Atmospheric chemistry of CF3(CX2)2CH2OH: rate coefficients and temperature dependence of reactions with chlorine atoms and the subsequent pathways of alkyl and alkoxy radicals (X = H, F)†
Abstract
The atmospheric and kinetic properties of CF3(CX2)2CH2OH (X = H, F) with chlorine atoms were studied by density functional and canonical variational transition state theories in conjunction with the small-curvature tunneling correction. The minimum energy path was obtained by the CCSD(T)/6-311++G(d,p)//B3LYP/6-311G(d,p) method. The H-abstraction channel from the –CH2O– group was found to be the dominant channel, whereas that from the –OH site of the title reactions may be negligible because of the high barrier. All rate constants computed within 200–1000 K are in reasonable agreement with the available experimental values.

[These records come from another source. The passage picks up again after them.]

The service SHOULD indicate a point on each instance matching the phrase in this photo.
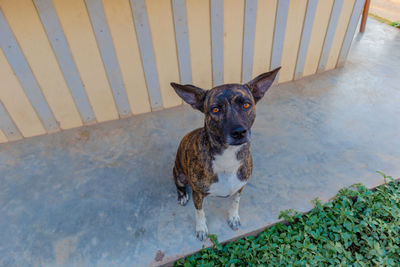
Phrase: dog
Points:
(216, 160)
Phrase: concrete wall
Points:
(68, 63)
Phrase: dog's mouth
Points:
(238, 141)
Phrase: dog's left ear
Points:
(260, 84)
(191, 94)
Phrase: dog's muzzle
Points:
(238, 135)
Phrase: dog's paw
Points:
(182, 200)
(234, 222)
(202, 234)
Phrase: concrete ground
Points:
(104, 195)
(388, 9)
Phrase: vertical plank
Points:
(182, 40)
(61, 49)
(199, 26)
(296, 14)
(264, 36)
(250, 18)
(351, 29)
(343, 23)
(330, 34)
(3, 138)
(14, 55)
(147, 52)
(106, 47)
(233, 40)
(279, 33)
(16, 102)
(123, 33)
(7, 126)
(162, 32)
(305, 37)
(38, 53)
(75, 23)
(217, 41)
(317, 38)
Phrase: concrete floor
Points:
(104, 195)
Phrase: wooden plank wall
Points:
(68, 63)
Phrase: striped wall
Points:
(68, 63)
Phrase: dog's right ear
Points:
(191, 94)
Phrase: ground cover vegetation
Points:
(359, 227)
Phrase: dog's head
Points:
(229, 109)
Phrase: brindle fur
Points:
(198, 149)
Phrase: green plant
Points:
(359, 227)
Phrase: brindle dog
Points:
(216, 160)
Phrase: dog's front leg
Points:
(201, 224)
(233, 213)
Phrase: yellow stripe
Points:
(3, 137)
(16, 102)
(296, 14)
(233, 40)
(340, 32)
(80, 37)
(163, 35)
(320, 26)
(26, 25)
(120, 21)
(266, 12)
(198, 13)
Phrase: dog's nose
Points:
(238, 132)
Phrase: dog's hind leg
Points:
(233, 213)
(181, 183)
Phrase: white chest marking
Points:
(226, 167)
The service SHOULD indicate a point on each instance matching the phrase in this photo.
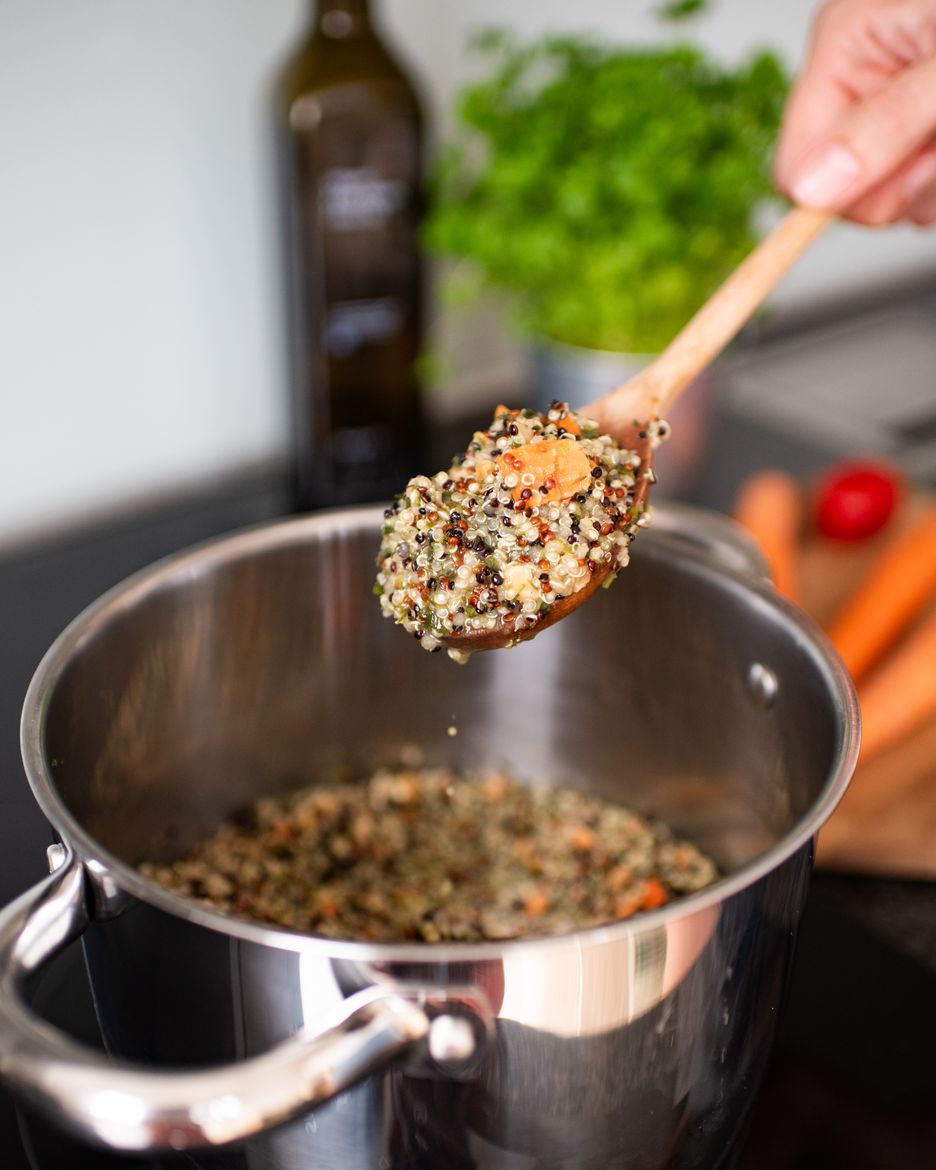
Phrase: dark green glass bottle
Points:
(351, 131)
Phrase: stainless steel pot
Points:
(260, 661)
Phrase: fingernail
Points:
(826, 177)
(921, 176)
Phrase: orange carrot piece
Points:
(557, 465)
(900, 696)
(769, 507)
(654, 894)
(901, 582)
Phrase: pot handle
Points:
(128, 1107)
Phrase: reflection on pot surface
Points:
(261, 663)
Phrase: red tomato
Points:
(855, 499)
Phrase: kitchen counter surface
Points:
(852, 1082)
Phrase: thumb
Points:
(869, 142)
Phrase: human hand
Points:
(859, 131)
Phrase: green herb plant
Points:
(606, 190)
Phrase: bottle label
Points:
(358, 199)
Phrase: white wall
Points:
(140, 343)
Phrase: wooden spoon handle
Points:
(655, 389)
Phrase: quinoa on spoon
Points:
(541, 509)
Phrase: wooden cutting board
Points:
(886, 824)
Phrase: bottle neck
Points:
(339, 19)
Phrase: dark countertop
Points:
(852, 1082)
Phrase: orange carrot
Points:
(559, 467)
(901, 694)
(894, 592)
(770, 507)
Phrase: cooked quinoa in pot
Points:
(433, 857)
(522, 520)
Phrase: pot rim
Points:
(270, 535)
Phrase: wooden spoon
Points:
(626, 412)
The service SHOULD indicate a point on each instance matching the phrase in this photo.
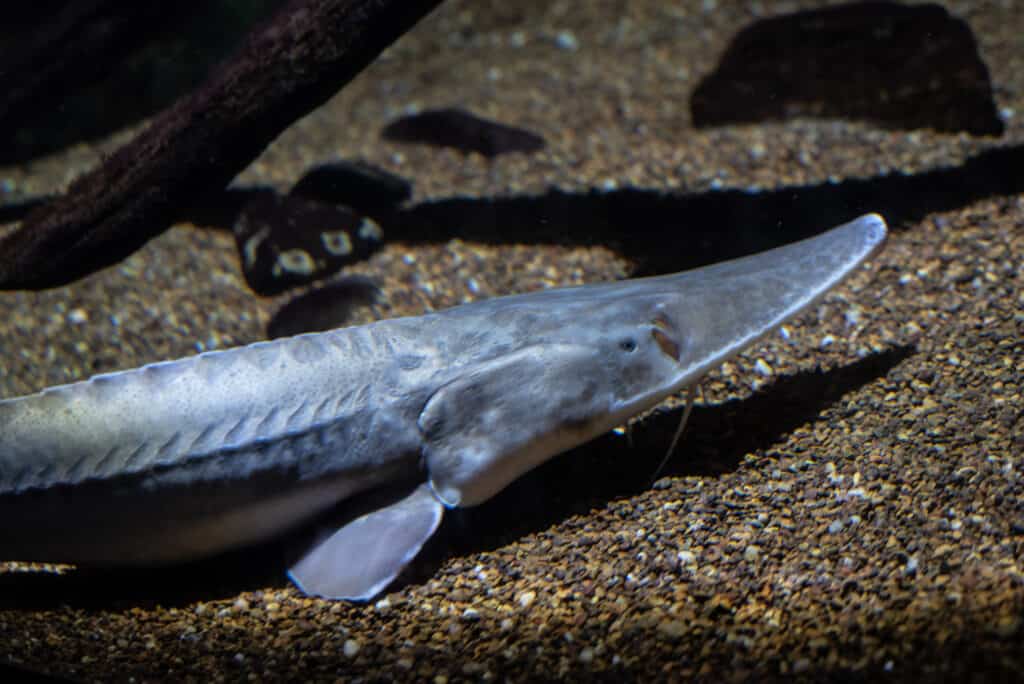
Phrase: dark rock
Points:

The degradation mechanism of CF3(CX2)2CH2OH is discussed. The subsequent pathways of the CF3(CX2)2C˙HOH and CF3(CX2)2C(O˙)HOH radicals were studied. The atmospheric lifetime and global warming potentials (GWPs) of CF3(CX2)2CH2OH were computed, and it is shown that fluorine substitution may increase the lifetime and GWPs. It is also indicated that fluorine substitution may decrease the reactivity. The reaction enthalpies and reaction Gibbs free energies for all relevant reactions were discussed. The rate coefficient expressions for the title reactions obtained are kT1 = 5.75 × 10−17T2.26 exp(428.02/T) and kT2 = 1.30 × 10−17T1.96 exp(67.40/T) per cm3 per molecule per s.